CSI’s tech incubator seeks to support start-ups by providing a wide-ranging arsenal of support, ranging from helping to identify a potential market to actually incorporating your company and preparing for pitches from potential investors.
Located on Bay Street in St. George, this five-borough initiative features a conference room, kitchenette, an open office layout, and a small but intimate green space with beanbags.
CSI President William Fritz, Vice President of Information Technology and Economic Development Michael Kress, Borough President James Oddo, and Incubator Director Jarred Sutton (A CSI alumnus), and Councilmen James Vacca cut the ribbon to the newest installment of the entrepreneurial student movement.
“This is leading us back to our 1956 roots,” said Kress, with tears in his eyes. “We lost something when we lost St. George.”
The College was located in the North Shore from 1956 till 1993. In 1993, the Willowbrook location became active.

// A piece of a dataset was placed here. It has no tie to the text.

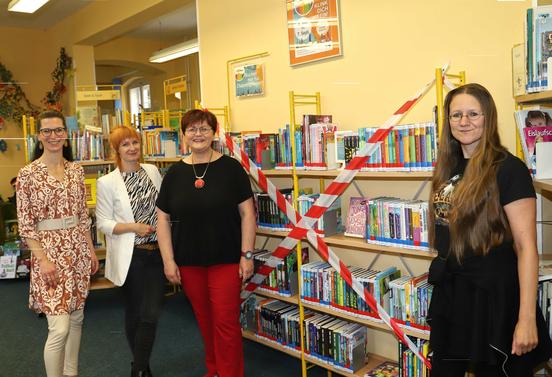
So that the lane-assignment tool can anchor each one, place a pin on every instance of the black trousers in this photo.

The move was inspired by an access initiative for students, to make commuting to school via public transportation easier.

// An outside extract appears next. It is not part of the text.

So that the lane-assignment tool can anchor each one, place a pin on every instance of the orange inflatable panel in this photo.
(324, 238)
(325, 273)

The incubator, according to Kress, is about creating jobs for young people and getting their ideas up and running.
In his speech, Kress praised CSI President William Fritz on his dedication to the enhancement of the College’s current campus saying he has “turned the college around.”

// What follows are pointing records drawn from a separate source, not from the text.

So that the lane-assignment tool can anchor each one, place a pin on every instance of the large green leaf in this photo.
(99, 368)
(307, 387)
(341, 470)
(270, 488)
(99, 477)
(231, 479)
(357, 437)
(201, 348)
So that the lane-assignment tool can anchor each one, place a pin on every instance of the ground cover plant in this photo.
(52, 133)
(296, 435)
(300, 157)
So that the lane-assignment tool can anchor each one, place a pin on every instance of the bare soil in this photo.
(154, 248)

Borough President James Oddo started off his speech by saying, “Welcome home, CSI.” Oddo remarked that from the window of the incubator, viewers can see URBY, the latest 900-unit housing complex built for millennial buyers.
“We will retain young people with talent in that paradigm,” said Oddo. “While working in synergy with URBY, we are slowly putting together an innovation district.”
Looks like the new Silicon Valley is just a train ride away for Staten Islanders. The launch of the incubator is a part of a bigger plan to “create a five borough ecosystem to create jobs of all types for all types of folk,” according to Oddo.
The target areas for advanced technology include storm preparation and evacuation, digital cinema and TV production, green technology and urban traffic systems.
Oddo joked that they will be working on the urban traffic systems for a long time.
“We have the vision to get things going, in a good way,” said Vacca. “We are the four boroughs, Manhattan is something else.”
The incubator plans to hire core people running the office at all times and co-working groups that come in on a less daily schedule. Regularly scheduled luncheons between students and experts, referred to by the program as “brown bag lunches,” will be set up along with multiple networking events annually.
Sutton has worked with the College for three months and said that they only got the keys for the Bay Street location in February.
During that time, the team has turned the room into a technological heaven, all the way down to the lightbulbs being connected to the WiFi.
Sutton told The Banner that the lights can connect to Google calendar, so if there was a meeting that starts at 2:00PM, the lights can be set to flash green, instead of their default color.
“I told them if they put carpet on the floors, I’m leaving,” said Sutton. “We are not having an office set up.”
Sutton wants fellow CSI students to know that all are welcome to use the services provided, not just the “nerds.”
“Tech is not just for code-heads,” said Sutton. “We can make this happen on a global perspective.”
The space is set to attract international entrepreneurs through the IN2NYC program. While working on their own businesses, the chosen candidates will use their expertise to educate the future entrepreneurs of CUNY through a mentorship.
The incubator is located at 60 Bay Street and is currently seeking two office assistants, a business intern, and a communications/PR intern. The internships are exclusive to CSI students.
“Somebody innovates and changes the world for the better,” said Deputy Borough President Edward Burke. “We’re hoping that a little investment of money can grow into multi-million dollar ideas that will make a name for Staten Island.”